China syndromeChinese spy network steals U.S. UAV secrets

Published 22 May 2008

Chinese intelligence service plants a spy at the University of Tennessee - he was masquerading as a graduate research assistant - and recruit a retired professor and a local company to steal advanced UAV designs

A federal grand jury in the Eastern District of Tennessee returned an eighteen-count indictment charging J. Reece Roth, a professor emeritus at the University of Tennessee, and Atmospheric Glow Technologies (AGT), a Knoxville-based technology company, with conspiring to defraud the U.S. Air Force and disclose restricted U.S. military data about unmanned aerial vehicles (UAVs) to foreign nationals without first obtaining the required U.S. government license or approval. The indictment was announced yesterday by James Dedrick, U.S. attorney for the Eastern District of Tennessee, and Patrick Rowan, acting assistant attorney general for national security. Roth, age 70, currently resides in Knoxville, Tennessee. He is anticipated to make his initial court appearance next week before a U.S. magistrate Judge. Roth is charged in the indictment with one count of conspiracy to defraud the U.S. Air Force and violate the Arms Export Control Act; fifteen counts of violating the Arms Export Control Act, and one count of wire fraud for defrauding the University of Tennessee. AGT is charged in the indictment with one count of conspiracy to defraud the U.S. Air Force and violate the Arms Export Control Act and ten counts of violating the Arms Export Control Act.

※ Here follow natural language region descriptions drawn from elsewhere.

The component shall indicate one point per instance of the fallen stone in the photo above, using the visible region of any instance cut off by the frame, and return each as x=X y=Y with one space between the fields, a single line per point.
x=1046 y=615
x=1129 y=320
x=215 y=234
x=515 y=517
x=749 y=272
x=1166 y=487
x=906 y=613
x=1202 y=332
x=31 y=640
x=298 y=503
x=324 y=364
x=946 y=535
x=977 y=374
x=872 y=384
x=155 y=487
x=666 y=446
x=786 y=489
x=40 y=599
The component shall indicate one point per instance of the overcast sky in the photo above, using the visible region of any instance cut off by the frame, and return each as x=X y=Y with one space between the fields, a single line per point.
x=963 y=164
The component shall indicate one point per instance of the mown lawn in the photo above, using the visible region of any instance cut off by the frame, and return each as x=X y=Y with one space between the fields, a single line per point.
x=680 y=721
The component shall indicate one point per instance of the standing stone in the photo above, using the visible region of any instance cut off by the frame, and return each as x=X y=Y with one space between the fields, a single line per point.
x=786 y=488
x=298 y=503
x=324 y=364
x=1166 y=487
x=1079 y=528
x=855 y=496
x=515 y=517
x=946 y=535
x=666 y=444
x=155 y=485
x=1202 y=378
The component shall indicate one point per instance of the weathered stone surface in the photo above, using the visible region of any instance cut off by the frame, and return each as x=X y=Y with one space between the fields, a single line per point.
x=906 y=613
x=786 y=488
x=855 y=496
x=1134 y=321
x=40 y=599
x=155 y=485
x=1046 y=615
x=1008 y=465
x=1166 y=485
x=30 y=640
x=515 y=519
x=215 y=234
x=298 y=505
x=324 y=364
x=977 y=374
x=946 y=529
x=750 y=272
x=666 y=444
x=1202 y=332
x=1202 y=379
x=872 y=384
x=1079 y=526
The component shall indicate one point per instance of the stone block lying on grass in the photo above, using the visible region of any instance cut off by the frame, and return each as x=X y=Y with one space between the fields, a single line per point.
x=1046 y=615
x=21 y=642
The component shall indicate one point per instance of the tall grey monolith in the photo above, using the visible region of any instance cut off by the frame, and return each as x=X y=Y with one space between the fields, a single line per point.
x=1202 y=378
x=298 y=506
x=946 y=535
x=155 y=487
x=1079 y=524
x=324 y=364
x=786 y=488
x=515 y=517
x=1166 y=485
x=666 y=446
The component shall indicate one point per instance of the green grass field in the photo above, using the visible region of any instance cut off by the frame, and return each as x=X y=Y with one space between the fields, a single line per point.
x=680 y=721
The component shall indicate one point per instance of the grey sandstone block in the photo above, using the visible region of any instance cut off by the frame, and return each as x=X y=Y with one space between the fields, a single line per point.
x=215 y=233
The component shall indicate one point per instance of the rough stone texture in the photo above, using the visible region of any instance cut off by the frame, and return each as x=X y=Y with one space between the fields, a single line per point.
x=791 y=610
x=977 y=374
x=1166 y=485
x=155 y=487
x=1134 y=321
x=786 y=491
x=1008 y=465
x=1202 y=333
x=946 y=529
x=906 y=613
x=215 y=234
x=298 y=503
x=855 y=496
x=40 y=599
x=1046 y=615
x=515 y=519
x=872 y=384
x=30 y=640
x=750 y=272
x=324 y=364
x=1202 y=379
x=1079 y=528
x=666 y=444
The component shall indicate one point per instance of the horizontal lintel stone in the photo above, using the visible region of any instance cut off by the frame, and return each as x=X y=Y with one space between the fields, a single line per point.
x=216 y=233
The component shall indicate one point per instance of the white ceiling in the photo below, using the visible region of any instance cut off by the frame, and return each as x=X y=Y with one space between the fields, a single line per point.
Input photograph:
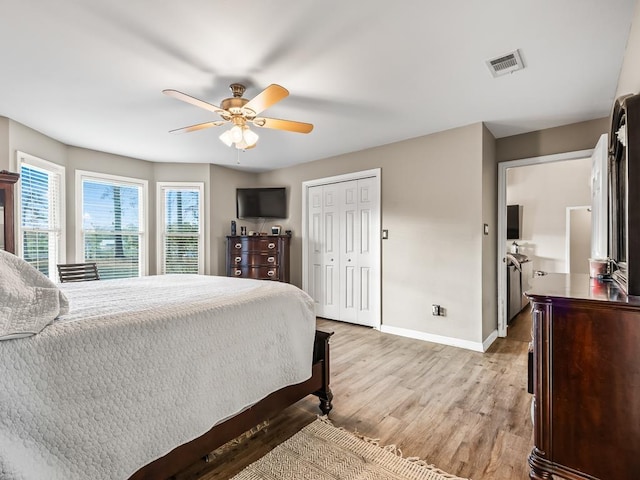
x=90 y=73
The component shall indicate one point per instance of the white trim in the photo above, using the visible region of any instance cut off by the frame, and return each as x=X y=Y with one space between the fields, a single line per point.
x=139 y=182
x=430 y=337
x=502 y=217
x=56 y=169
x=160 y=211
x=377 y=248
x=489 y=340
x=567 y=235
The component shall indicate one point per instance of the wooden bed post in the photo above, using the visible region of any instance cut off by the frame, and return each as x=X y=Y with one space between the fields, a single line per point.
x=321 y=353
x=188 y=453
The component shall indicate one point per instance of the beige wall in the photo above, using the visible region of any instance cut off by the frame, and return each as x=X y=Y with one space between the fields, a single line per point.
x=432 y=205
x=5 y=151
x=629 y=81
x=489 y=217
x=545 y=194
x=569 y=138
x=28 y=140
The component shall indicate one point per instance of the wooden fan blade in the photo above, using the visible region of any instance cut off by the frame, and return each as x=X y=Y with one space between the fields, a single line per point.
x=289 y=125
x=193 y=101
x=270 y=95
x=199 y=126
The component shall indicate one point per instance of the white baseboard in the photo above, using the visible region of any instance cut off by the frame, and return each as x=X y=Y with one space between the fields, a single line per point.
x=451 y=341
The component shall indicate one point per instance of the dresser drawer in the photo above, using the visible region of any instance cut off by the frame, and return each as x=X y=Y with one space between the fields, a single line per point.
x=254 y=259
x=253 y=244
x=259 y=273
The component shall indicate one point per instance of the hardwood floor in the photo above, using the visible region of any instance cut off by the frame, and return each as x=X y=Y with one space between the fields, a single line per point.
x=466 y=412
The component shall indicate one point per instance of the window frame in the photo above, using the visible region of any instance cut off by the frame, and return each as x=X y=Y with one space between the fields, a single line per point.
x=160 y=221
x=50 y=168
x=82 y=175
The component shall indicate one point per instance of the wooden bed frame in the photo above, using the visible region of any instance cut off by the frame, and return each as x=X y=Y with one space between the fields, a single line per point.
x=189 y=453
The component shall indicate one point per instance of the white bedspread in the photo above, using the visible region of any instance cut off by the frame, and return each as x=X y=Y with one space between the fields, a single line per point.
x=139 y=366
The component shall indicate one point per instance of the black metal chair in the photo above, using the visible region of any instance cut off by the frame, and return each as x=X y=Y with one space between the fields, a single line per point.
x=78 y=272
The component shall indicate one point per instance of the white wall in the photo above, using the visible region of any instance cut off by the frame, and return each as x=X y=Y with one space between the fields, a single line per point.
x=432 y=204
x=545 y=191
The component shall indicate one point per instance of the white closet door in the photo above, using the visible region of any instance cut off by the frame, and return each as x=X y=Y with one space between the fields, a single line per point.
x=349 y=244
x=331 y=251
x=343 y=228
x=367 y=236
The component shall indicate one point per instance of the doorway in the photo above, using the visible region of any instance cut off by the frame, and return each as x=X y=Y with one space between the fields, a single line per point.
x=578 y=244
x=341 y=246
x=503 y=169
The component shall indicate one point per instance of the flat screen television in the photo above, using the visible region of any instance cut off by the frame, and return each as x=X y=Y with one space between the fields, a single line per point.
x=262 y=202
x=514 y=222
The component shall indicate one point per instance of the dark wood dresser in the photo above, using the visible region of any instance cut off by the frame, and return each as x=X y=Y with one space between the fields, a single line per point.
x=265 y=257
x=586 y=379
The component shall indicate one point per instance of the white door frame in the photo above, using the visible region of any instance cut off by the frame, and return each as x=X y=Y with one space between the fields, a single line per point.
x=376 y=247
x=502 y=220
x=567 y=238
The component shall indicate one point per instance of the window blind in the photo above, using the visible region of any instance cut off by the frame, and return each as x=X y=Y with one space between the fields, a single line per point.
x=40 y=217
x=112 y=216
x=181 y=230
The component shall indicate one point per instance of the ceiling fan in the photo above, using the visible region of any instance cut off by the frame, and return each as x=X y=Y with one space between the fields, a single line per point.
x=240 y=112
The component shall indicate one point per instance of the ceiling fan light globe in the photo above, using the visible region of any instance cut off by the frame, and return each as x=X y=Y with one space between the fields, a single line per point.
x=250 y=137
x=226 y=138
x=236 y=133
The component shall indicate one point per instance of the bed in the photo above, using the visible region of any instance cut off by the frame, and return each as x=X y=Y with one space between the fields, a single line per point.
x=130 y=377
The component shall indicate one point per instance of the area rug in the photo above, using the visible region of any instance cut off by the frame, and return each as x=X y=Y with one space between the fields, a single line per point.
x=321 y=451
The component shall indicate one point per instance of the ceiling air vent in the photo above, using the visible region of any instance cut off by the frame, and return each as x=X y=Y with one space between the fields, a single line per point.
x=504 y=64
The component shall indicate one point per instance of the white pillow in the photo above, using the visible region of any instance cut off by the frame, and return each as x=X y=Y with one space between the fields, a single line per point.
x=29 y=301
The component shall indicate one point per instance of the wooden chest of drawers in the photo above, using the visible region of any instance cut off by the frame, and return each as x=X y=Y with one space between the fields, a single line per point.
x=264 y=257
x=586 y=380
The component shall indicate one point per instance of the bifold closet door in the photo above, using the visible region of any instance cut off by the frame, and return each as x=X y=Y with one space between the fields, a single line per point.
x=324 y=281
x=341 y=231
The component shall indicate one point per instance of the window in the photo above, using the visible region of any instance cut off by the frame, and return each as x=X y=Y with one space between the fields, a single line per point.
x=41 y=213
x=180 y=248
x=112 y=223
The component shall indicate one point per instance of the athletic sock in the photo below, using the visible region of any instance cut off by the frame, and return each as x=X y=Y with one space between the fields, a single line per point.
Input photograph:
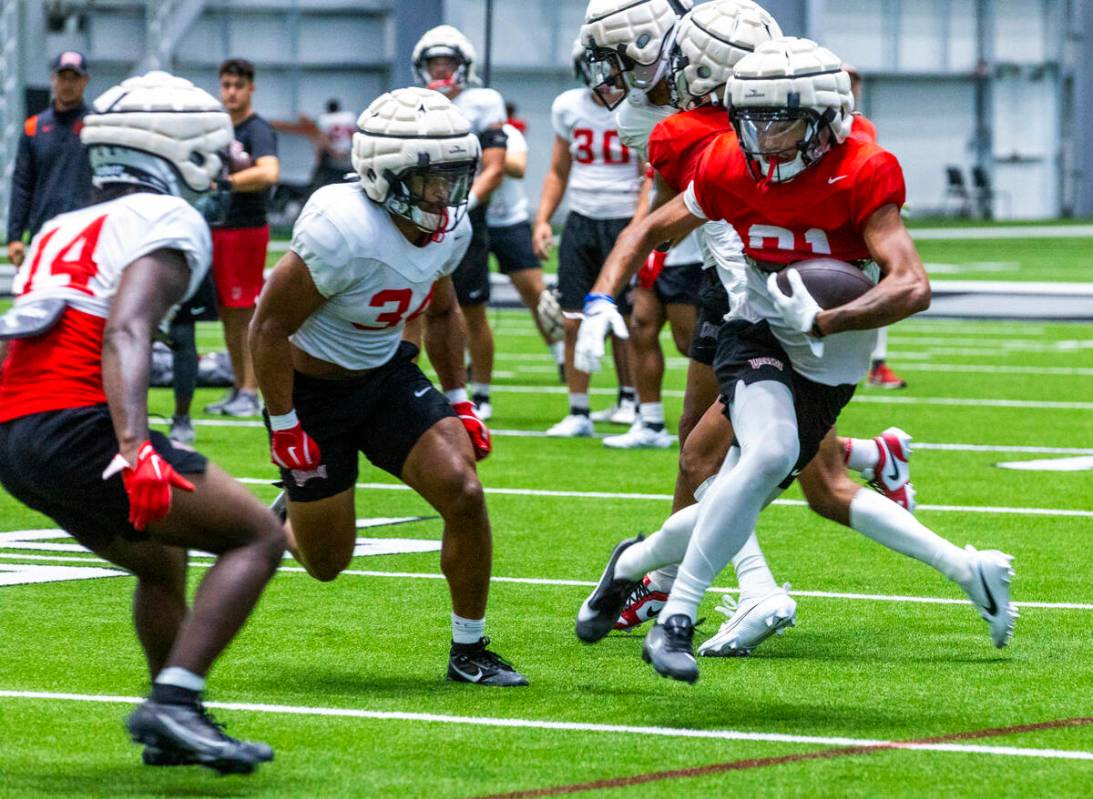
x=891 y=526
x=653 y=415
x=467 y=631
x=860 y=454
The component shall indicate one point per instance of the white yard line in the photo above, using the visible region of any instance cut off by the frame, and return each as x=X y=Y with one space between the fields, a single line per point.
x=572 y=726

According to the indictment, between January 2004 and May 2006, Roth and AGT engaged in a conspiracy to transmit export-controlled technical data related to a restricted U.S. Air Force contract to develop plasma actuators for a munitions-type UAV to one of more foreign nationals, including a citizen from the People’s Republic of China. The Chinese national was a graduate research assistant at the University of Tennessee. The University of Tennessee was victimized by the conspirators and cooperated throughout with the Federal Bureau of Investigation (FBI) led federal investigation. Further, according to the indictment, Roth departed for the People’s Republic of China in May 2006 and carried multiple documents, which were subject to export controls, containing technical data controlled by the International Trafficking in Arms Regulations and related to the above U.S. Air Force contract. The indictment also alleges that, in May 2006, Roth directed the wire transmission to an individual in China of a document containing restricted technical data controlled by the International Trafficking in Arms Regulations and related to the above contract. Violations of the Arms Export Control Act carry a maximum possible penalty of ten years imprisonment and a $1,000,000 fine. Wire fraud carries a maximum possible penalty of 20 years imprisonment and a $250,000 fine, while conspiracy carries a maximum penalty of five years imprisonment and a 250,000 fine.